The Philadelphia Inquirer, for example, said, “Cruise's comments add to society's stigmatization of persons who take drugs for a mental illness that... can keep some new mothers from spiraling into a darkness so deep that they want no part of their babies.... Managing postpartum depression with therapies that include drugs has been studied and documented by folks who, unlike Cruise, actually have expertise in the subject.”
A Toledo Blade editorial writer said, “I don't understand why an ideology such as [Scientology] would reject solid scientific evidence about the chemical makeup of the brain and human body.”
The Dallas Morning News called Cruise's statements about treating depression “absurd” and opined that “interviewers... shouldn't give this popular celebrity a platform to harass without challenge clinically depressed people and the doctors who help them.”
APA, in addition to issuing its own statement condemning and correcting Cruise's statements, joined with the National Mental Health Association and National Alliance for the Mentally Ill in issuing a press release in the form of a fact sheet. It pointed out, for example, that the last decade produced“ a vastly expanded understanding of postpartum depression, bipolar disorder, and attention-deficit/hyperactivity disorder” and that research has demonstrated that a range of safe and effective treatments is available for these and other mental illnesses.

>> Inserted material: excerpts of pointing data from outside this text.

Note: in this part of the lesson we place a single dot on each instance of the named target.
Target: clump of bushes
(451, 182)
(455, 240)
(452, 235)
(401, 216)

“It is unfortunate that in the face of this remarkable scientific and clinical progress, a small number of individuals and groups persist in questioning its legitimacy,” the statement emphasized. “Mental illnesses are highly treatable, and seeking help is a sign of strength.”
“Mr. Cruise may be a halfway decent actor,” Sharfstein said on the “Today” show, “but when he starts to play doctor, he is being totally irresponsible.” ▪
APA quickly responds when one of the entertainment world's most visible and bankable stars declares himself an expert on psychiatry and states that all of the field's treatments are useless.